Home was a two-masted schooner which sank in Lake Michigan off Centerville in Manitowoc County, Wisconsin, United States, in 1858. In 2010 the shipwreck site was added to the National Register of Historic Places.

==History==
Home was built in 1843 by Redfield on the Black River in Ohio. The property of W. D. Winslow, Robert White, and Thomas Jones, of Chicago, Illinois, she was constructed to carry grain, lumber, and general merchandise between Lake Erie and the upper Great Lakes. Her captain, James Nugent, was an abolitionist who collaborated with the Underground Railroad, and many of the merchants who shipped goods on Home also opposed slavery, making it likely that Home contributed in some way to the Underground Railroad, although she was never caught with fugitive slaves aboard.

Home departed Manitowoc, Wisconsin, on October 16, 1858, bound for Chicago with a cargo of merchandise, wood, and cedar posts, and sank in Lake Michigan southeast of Manitowoc after a collision in dense fog and early-morning darkness with the schooner William Fiske at 4:00 a.m. on October 17, 1858. The collision stove in Home′s hull and toppled her masts. The undamaged William Fiske rescued her crew.

==Wreck==
Several newspapers gave an incorrect location for the collision, and Home′s wreck was not discovered until April 1981. It lies in 165 to 170 ft of water about 10 nmi southeast of Manitowoc at . Added to the National Register of Historic Places on December 28, 2010, the shipwreck site was included within the boundaries of the Wisconsin Shipwreck Coast National Marine Sanctuary when it was created in 2021.

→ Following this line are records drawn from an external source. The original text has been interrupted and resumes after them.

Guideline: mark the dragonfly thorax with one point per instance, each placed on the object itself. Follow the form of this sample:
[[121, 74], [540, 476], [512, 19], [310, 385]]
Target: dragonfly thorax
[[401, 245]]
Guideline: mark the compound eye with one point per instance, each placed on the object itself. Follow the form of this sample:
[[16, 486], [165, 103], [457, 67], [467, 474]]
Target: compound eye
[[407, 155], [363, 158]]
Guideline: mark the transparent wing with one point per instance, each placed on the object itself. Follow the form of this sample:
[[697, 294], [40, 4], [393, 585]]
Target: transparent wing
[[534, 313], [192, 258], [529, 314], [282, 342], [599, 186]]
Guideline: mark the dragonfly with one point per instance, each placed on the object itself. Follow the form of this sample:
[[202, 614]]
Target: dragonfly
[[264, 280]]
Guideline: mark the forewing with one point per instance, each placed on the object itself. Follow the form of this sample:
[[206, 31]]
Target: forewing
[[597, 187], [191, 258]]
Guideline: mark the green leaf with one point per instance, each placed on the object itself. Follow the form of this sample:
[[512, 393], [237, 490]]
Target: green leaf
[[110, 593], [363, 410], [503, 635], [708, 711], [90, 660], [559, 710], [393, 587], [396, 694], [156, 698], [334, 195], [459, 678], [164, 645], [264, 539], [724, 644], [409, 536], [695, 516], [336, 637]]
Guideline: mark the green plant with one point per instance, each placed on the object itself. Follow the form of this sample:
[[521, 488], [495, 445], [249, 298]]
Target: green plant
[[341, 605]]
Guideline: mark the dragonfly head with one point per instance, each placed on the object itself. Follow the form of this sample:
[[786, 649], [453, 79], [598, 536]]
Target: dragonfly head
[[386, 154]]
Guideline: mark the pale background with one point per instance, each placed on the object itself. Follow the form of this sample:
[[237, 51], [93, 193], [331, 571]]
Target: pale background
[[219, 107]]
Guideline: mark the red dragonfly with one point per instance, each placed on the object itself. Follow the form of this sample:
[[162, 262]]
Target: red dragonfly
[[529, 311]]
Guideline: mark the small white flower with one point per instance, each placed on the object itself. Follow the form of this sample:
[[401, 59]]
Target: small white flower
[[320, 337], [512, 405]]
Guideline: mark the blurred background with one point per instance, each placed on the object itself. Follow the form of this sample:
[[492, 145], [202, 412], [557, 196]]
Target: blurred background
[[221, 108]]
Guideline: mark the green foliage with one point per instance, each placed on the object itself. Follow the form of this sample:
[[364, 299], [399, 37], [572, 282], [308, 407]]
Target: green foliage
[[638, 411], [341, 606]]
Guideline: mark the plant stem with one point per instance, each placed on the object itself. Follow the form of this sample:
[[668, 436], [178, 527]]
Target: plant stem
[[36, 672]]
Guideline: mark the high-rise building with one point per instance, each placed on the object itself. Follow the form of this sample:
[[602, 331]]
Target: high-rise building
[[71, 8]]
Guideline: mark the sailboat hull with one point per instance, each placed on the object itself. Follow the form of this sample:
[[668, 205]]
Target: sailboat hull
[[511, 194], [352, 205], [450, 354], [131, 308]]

Home is the second-oldest shipwreck in Wisconsin's waters, preceded only by the 1833 schooner Gallinipper, which sank in 1851. The wreck is upright and mostly intact, although the stern cabin is missing and the starboard bow has damage from the collision with William Fiske. Home′s foremast also is missing from the wreck: It was pulled to the surface in commercial fishing nets, and is on display at the Rogers Street Fishing Village in Two Rivers, Wisconsin.